Blumenauer noted that 36 states — in addition to D.C. and Guam — have passed laws providing legal access to medical marijuana in some form. “States are listening to their residents on the benefits of medical marijuana, including veterans, and are changing their laws," Blumenauer wrote. "It is unacceptable for our wounded warriors to be forced out of the VA system to simply seek a recommendation on whether or not medical marijuana is a good treatment option."
Current law forbids veterans from getting a medical marijuana prescription through a VA doctor. But Blumenauer has been trying to change that. For one, he's offered this amendment before. Last year, the proposal fell short by 26 votes. For another, Blumenauer has offered a similar standalone bill that would make it easier for veterans to get medical marijuana where it's legal. He's also been pushing for a new Drug Enforcement Administration chief with a more open view of drug enforcement.
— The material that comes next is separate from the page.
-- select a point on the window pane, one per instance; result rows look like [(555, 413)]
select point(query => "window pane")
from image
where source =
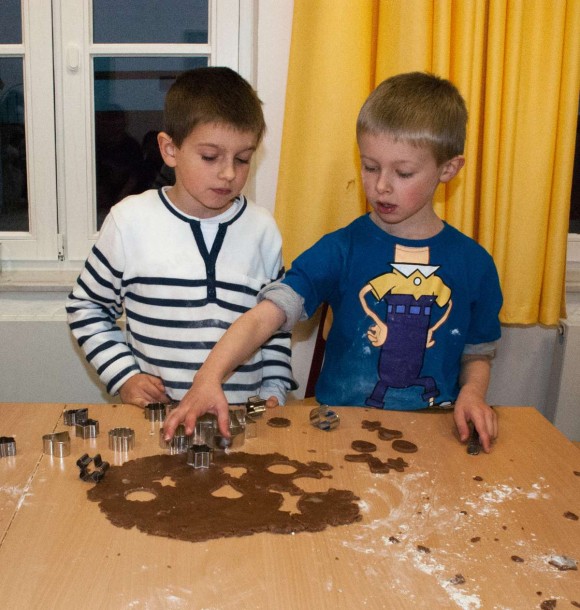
[(10, 22), (13, 181), (129, 97), (150, 21)]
In a joint letter with Jared Polis of Colorado, Blumenauer wrote to President Barack Obama asking him to appoint a DEA head who would end the agency's "resistance to the changing public consensus on marijuana use and stop expending its limited resources to prosecute individuals who are not a threat to public safety."
"Instead," Blumenauer and Polis wrote in the letter, which was also signed by four other California Democrats, "focus on drug activity that poses a more serious risk."
As for Republicans, 35 members of the House GOP voted for the Blumenauer amendment, which — written in the byzantine language of an appropriations amendment — would have prohibited federal funds for the use of implementing a ban on VA providers completing forms related to participation in a state marijuana program.
Republicans like Oversight and Government Reform Chairman Jason Chaffetz, R-Utah, said veterans "deserve the right to have an open dialogue" with their doctors about marijuana. Virginia Republican Morgan Griffith told U.S. News and World Report he voted against the amendment because it didn't go far enough, while California Democrat John Garamendi, one of eight Democrats to vote against the amendment, said he mistakenly voted against it.
In short, the House is likely right at the tipping point for supporting a similar amendment next year, with more and more lawmakers embracing more liberal views on marijuana.